Without interacting with it myself, none of this is surprising.
I have used excel in the past, and I am a long term python user. But if you asked me today what I really wanted to make my life easier and ultimately a product or business better using only excel? I would ask for lua or scheme. I don’t need a batteries included environment embedded into a spreadsheet. I just want sane syntax for common functionality which does not require arcane knowledge and long forgotten wisdom.
Your personal use-case might prefer Lua or Scheme, but most casual Excel (or SQL) users are non-programmers so they won't. They'll want the equivalent of decently-documented macros or boilerplate they can easily and quickly use without modification. (One common Excel use-case will clearly be "import/munge lots of data from various sources, then pass it into some AI model, then process the output". Can't see people writing that in Lua.) The real target customers for this one are commercial/enterprise non-programmer Windows-stack users whose legacy workflow/data is built around/glued to Excel and are already locked into paying $$ monthly/annual subscription. From looking at Reddit, I don't see much other takeup of Python in Excel.
I don't get your "shouldn't need batteries-included environment" objection; MSFT is bundling Anaconda distribution libraries with Excel. I'd expect it works seamlessly online and offline, as far as everything supported by Python stdlibs. (Can you actually point to any real problem with the batteries?) Really the only part I see you can quibble is things that are currently only implemented in uncommon third-party libraries, i.e. not stdlibs/numpy/scipy/scikit-learn/pandas/polars and the main plotting, data-science, ML, DB and web libraries.
Show us some Python syntax for common functionality in Excel which does require arcane knowledge and long forgotten wisdom. Otherwise, this is purely your conjecture.
(If anything, bundling Python with Excel will stimulate healthy discussion towards which Python stdlibs need to be added/enhanced/changed, and which third-party libraries should be upgraded to stdlibs.)
Python in excel is a feature I would only expect to be used by power users. Someone who spends a lot of time in excel. Calling these people “non-programmers” isn’t true, excel itself is a pretty esoteric programming language.
I personally don’t think python is the problem here, but if their users can learn python they can certainly learn lua.
They could, but a lot more people already know Python than Lua.
Most Excel users (not the power users, just the 1.1 billion everyday ones, including many of the enterprise ones) don't know how to program in any language. You're coming at this with a HN mindset.
"Python vs Lua" is not even on their radar. And even if it was, their criteria would be dominated by platform lockin and compatibility with other licenses (e.g. commercial SQL, Tableau, MSFT, etc.). Not by "which open-source language?"
IMO you're the one coming in with an HN mindset. Python has massive mindshare even among people who have never programmed. It is the numeric computing language du jour. In any given financial company there are definitely already python users. Lua, a language primarily known for plugin scripting, with no numeric computing libraries, that has zero mindshare among non career programmers, is not even in the conversation.

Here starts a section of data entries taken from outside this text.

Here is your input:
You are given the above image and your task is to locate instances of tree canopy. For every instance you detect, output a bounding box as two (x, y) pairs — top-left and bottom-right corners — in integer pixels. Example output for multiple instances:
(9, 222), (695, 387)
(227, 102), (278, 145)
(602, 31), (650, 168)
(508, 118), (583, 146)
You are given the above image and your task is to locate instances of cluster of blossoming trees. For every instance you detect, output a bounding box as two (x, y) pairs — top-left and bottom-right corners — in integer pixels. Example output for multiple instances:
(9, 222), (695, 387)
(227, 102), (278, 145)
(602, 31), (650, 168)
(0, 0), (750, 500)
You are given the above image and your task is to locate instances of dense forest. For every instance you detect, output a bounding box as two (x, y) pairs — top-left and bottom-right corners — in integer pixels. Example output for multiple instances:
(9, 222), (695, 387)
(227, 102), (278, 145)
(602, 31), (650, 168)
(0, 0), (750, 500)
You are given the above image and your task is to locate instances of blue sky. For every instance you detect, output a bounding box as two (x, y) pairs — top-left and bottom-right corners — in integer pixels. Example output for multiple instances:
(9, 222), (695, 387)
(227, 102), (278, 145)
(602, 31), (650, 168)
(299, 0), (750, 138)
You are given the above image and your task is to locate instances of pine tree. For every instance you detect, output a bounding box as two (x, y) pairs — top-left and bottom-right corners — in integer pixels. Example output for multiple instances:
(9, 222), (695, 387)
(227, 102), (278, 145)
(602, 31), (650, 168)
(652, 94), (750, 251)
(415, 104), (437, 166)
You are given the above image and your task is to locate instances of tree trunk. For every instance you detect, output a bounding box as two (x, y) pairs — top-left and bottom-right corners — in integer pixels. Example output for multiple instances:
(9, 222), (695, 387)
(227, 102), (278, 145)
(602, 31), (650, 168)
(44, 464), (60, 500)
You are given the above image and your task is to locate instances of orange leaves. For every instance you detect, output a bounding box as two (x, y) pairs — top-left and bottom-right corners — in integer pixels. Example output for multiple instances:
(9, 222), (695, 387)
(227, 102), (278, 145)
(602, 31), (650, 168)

Nobody here has made a case for Lua in Excel. I wrote "Python vs Lua" is not even on the radar of most Excel users, not even the subset that are programmers.
(Why are people here aggressively misreading everything I type, today?)
The original post didn't say "financial Excel users". Not all Excel users are financial; most aren't. I've worked with legal informatics users, e-commerce users, bioinformatic users, among others. Those sectors never use Excel for numeric computing, IME (drawing the occasional chart isn't numeric computing). They are more familiar with SQL, SQL macros, SQL query generators, importing/exporting to/from SaaS, etc. Like I said.
That's exactly what I said above: most Excel users are non-programmers. Hence Python in Excel would only be used by a subset of Excel power users.
Moreover, having to pay $$ recurring subscriptions for that stack to run open-source software (Python) they could run for free elsewhere mean it'll only be used by commercial/enterprise Windows-stack users who are already locked into some legacy workflow/data built around/glued to Excel. For example, financial users, or users who have some expensive license seat of some enterprise product(s). Means an even smaller subset of users.
We're saying the same thing.
Are we? I’m arguing that lua would have been a better choice than python.
Any traditional programming language that you put in excel is going to be a feature mostly for power users, and I think they could pick up lua just as easy as python
We can't all be special snowflakes, python and excel are lingua francas.
Lua is pretty uncontroversial as the embedded language of choice and is actually made specifically to be embedded and play nice with the surrounding application.
I get why they chose Python for this and it's not all that hard to embed, well the interpreter anyway, compiled modules are another story.
Yeah if what you are making are videogames.
If you are doing grown up stuff, you use a grown up language.
+1. I’ve had to fire guys like the OP. Smart guys often, but nearly impossible to work with productively.
All of that is much easier in Python where you have access to a lot of other people data wrangling utilities
Scheme? Did somebody say... Scheme?
https://apexdatasolutions.com/home2/acce%CE%BBerate/
It's a paid addon, but still...
The likely target users for this are analyst/ quant types. Very likely they are also using Python on the same tasks already.